Fig. 77.—Spring infected by polluted ditch.

Another example of the way in which underground waters, such as springs, may become contaminated is described by Whipple as occurring at Mount Savage, Maryland, in 1904. Through this village ran a small stream known as Jennings Run, which was grossly contaminated with fecal matter. In July, 1904, a woman who had nursed a typhoid patient in another town came home to Mount Savage, ill with the disease. She lived in a cottage on the hillside above the stream, and the drainage of the cottage was conveyed through an iron pipe onto the ground just above the stream. Figure 77 (after Whipple) shows the relative positions of the cottage and stream. Heavy rains occurred during the first week in July which probably washed the infectious matter from the ground into the ditch and then through the ground into a spring just below down the slope. A week afterwards twenty workmen who had been drinking water from the spring came down with the fever and new cases occurred daily for a week or two.

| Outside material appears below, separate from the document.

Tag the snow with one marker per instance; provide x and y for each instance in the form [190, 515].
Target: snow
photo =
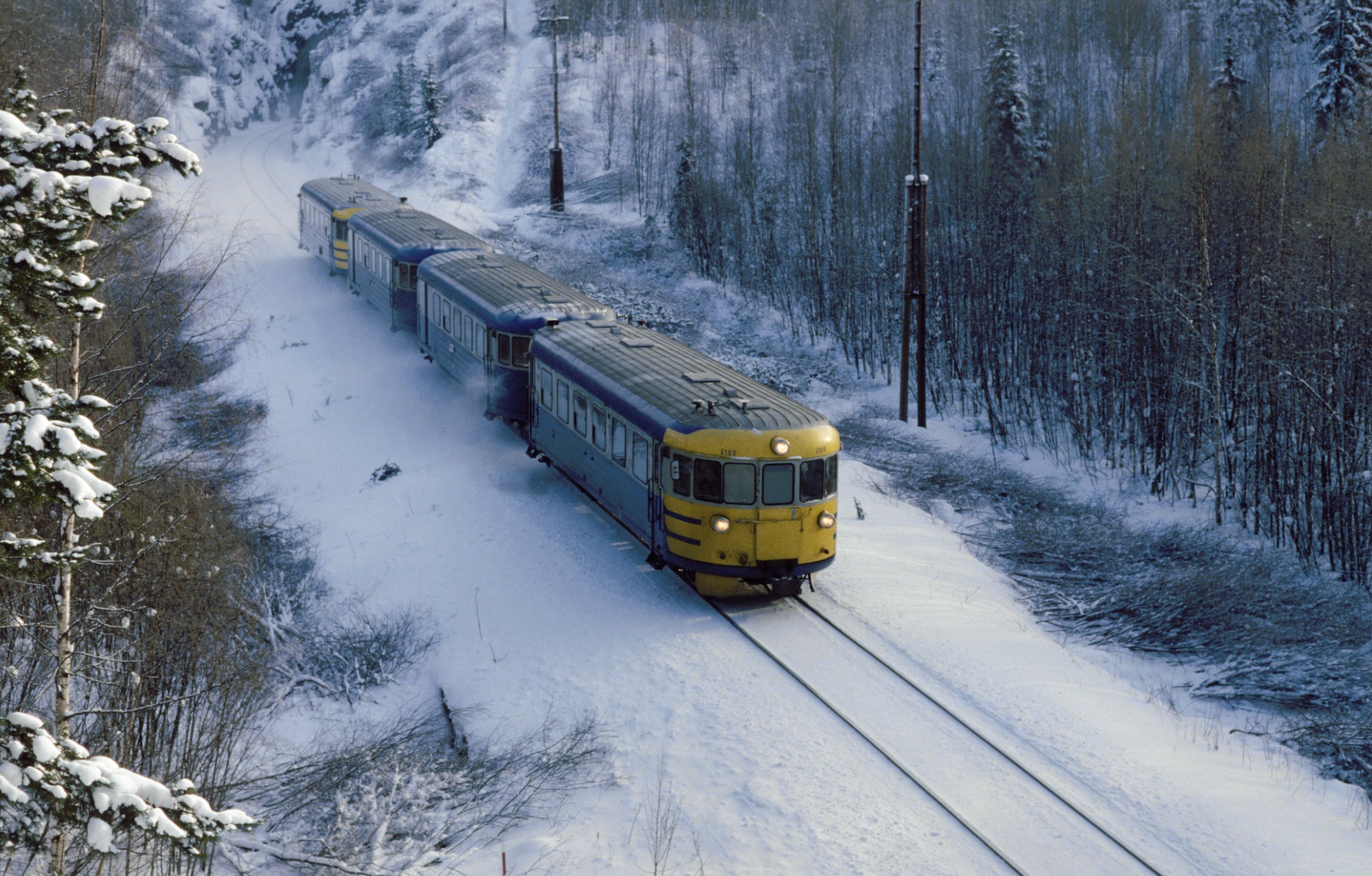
[571, 618]
[106, 191]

An interesting epidemic occurred in Massachusetts, caused by a farmer's boots carrying infectious matter from recently manured fields onto the well cover, whence it was washed into the well by repeated pumping.

The moral of these incidents is very plain, namely, that where any possibility of the infection of drinking water occurs, that water ought either to be avoided or else to be thoroughly sterilized before using. This applies particularly to the old-fashioned well,—the kind with loose board covers and chain pumps.

Construction of wells in reference to typhoid.

Two points already mentioned are essential if well water is to be kept pure. One is to line the well with a water-tight masonry lining, and the other point is to have the cover of the well made with a thoroughly water-tight coating. This does not always give full protection, since in some cases polluting matter may pass through even ten feet of soil. This would be particularly true if the well was in a fissured or seamed rock, and very recently the writer found a well dug in a laminated granite, where a near-by sewer, leaking at the joints, contaminated the water of the well, although the well was cased with an iron casing twenty-five feet deep. The sewage escaped into a crack in the rock and followed the crack down vertically and horizontally into the well. Limestone is even more dangerous if any pollution exists in the vicinity. In cases where a well goes down to a horizontal layer of limestone and where a privy vault is dug to the same rock, it is found that pollution will follow the surface of the rock horizontally a long distance, and this condition of things always makes a well water suspicious. In sand or fine gravel, on the other hand, the danger of contamination is almost negligible; on Long Island, for example, the cesspools and well are both dug ten or fifteen feet deep and only fifty feet apart without any trace of contamination being detected.

Milk infection by typhoid.

Milk is responsible for perhaps 5 per cent of the cases of infection. Although the infection is always foreign to the milk itself,—that is, enters the milk only after the milk is drawn from the cow,—milk frequently becomes infected because infected water has been added to it or because the cans have been washed in infected water, or because some persons in contact with a typhoid patient have had their hands infected and then handled the milk or the milk utensils. There are a number of epidemics which have been clearly traced to milk polluted in one of these ways. In Somerville, Massachusetts, for example, in 1892, 32 cases occurred, 30 of which were on the route of a single milkman. It was found that the milkman had two sons, one of whom had typhoid fever just before the outbreak. This son washed the milk cans and mixed the milk in a milk house in the city, and the inference was that in some way this man infected the milk, probably in one of the mixing cans.

In Stamford, Connecticut, in 1895, an epidemic occurred which caused 386 cases and 22 deaths. Ninety-five per cent of all the cases occurred among those who took milk from one dealer, and it was probable that in this case the infection came from using a badly polluted water to wash the cans. In Montclair, in 1902, a small epidemic involving 28 cases occurred, where the health officers decided, after having found out that the cases were all among those customers taking milk in pint bottles, that the infection came from a house on the route, where typhoid fever had occurred. It appeared that this family infected the bottles left at their house, and since the milkman failed to sterilize the bottles before re-filling them, the infection was passed on to others also taking milk in pint bottles.